うめきながら、千鶴は腰かけていたベッドにぽすんと倒れ伏す。
緊張した、楽しかった、でも最後には――。
あふれそうなできごとと感情の渦に、千鶴の頭は混乱の極致だ。
文章なんかにできようはずもない。
とはいえ、電話にすればまとまらない言葉たちで千を困らせてしまうこともあるだろう。
だが今の千鶴には、千からの連絡は甘い救いの手だった。

困り切って、千鶴はまず千にメールを送ってみた。
緊張したけど、楽しかった、でもいろんなことがあって混乱している、できれば電話をしてもいいか、という素直な内容だ。
千からはすぐに折り返しがあった。
遠回しなことを厭う彼女らしく、メールではなく千鶴の望んだ電話だ。

「もしもし、お千ちゃん?」

『千鶴ちゃん、どうしたの? あいつに何かされた? 大丈夫?』

千鶴が電話に出た瞬間、矢継ぎ早な千の声が飛んでくる。
あいつ、というのは間違いなく風間のことだろう。
その風間に何かされたのは事実なのだが、まさか「キスされた」という報告を切り口にするわけにもいかず、千鶴は言葉に詰まった。
そんな千鶴の様子で何かを察したのか、「そうなのね、何かされたのね、ああやっぱりあんなやつに千鶴ちゃんを任せるんじゃなかった……!」とますます千がヒートアップしていく。
それをどうにか止めようと、千鶴は怒涛の千の言葉の隙になんとか声を差し挟んだ。

「あ、あのね、お千ちゃん、ええと、今日はほんとに楽しかったんだけど……」

『ああ、ごめんね千鶴ちゃん。
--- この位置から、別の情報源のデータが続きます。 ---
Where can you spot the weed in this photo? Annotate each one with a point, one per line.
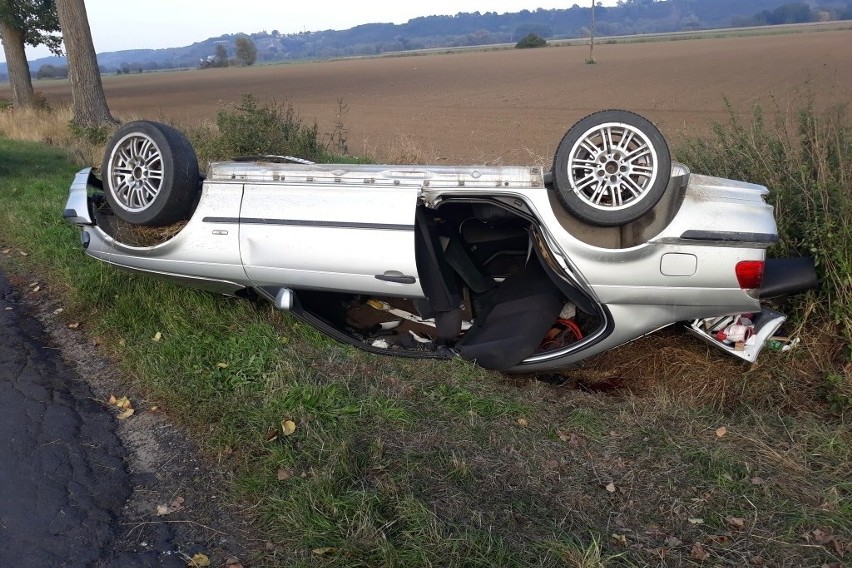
(805, 156)
(253, 129)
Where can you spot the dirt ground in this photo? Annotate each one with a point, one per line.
(509, 106)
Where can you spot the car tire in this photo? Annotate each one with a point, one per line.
(150, 174)
(611, 168)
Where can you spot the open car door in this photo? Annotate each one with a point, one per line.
(332, 230)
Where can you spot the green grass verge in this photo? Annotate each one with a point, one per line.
(410, 463)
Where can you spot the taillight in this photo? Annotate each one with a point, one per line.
(749, 274)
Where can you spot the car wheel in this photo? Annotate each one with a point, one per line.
(611, 168)
(150, 174)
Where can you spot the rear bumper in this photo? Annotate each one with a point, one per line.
(787, 276)
(77, 209)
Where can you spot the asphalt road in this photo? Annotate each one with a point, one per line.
(63, 477)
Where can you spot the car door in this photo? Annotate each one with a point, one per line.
(350, 233)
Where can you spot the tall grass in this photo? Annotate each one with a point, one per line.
(804, 155)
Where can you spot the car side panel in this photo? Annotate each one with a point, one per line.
(335, 236)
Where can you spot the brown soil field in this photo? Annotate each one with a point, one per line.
(509, 106)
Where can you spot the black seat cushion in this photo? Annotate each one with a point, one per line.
(523, 309)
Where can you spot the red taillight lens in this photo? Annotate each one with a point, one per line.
(749, 274)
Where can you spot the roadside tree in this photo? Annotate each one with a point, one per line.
(220, 58)
(246, 51)
(22, 23)
(87, 92)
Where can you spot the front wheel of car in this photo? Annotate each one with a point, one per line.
(611, 168)
(150, 174)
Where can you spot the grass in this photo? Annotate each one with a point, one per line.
(426, 463)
うん、道場の方々とは楽しく過ごせたのよね?』

千の口ぶりから、彼女が風間が千鶴に何かをしたのだと決めてかかっているのが伝わってくる。
それが間違っていないだけに、千鶴の口から強く話を運ぶこともできなかった。

「うん、えっと……試合もたくさん見せてもらえたし、お昼ご飯もみんなで食べられたし、楽しかったよ」

嘘のない千鶴の報告に、少し落ち着いたように千が息を吐くのが聞こえる。

『そう、よかった……それで? どうしたの? 風間のヤツが何かしたんでしょう?』

「ええと、その……なんて言ったらいいのかな……」

『ああ、私がいろいろ言うから混乱するわよね、ごめんなさい。慌てなくていいの、ゆっくり聞かせて』

千鶴が言葉を探して黙り込むと、回線の向こうから宥める声がかけられる。
その穏やかな声を聴いて、千鶴はようやく落ち着いて今日のことを振り返ることができたのだ。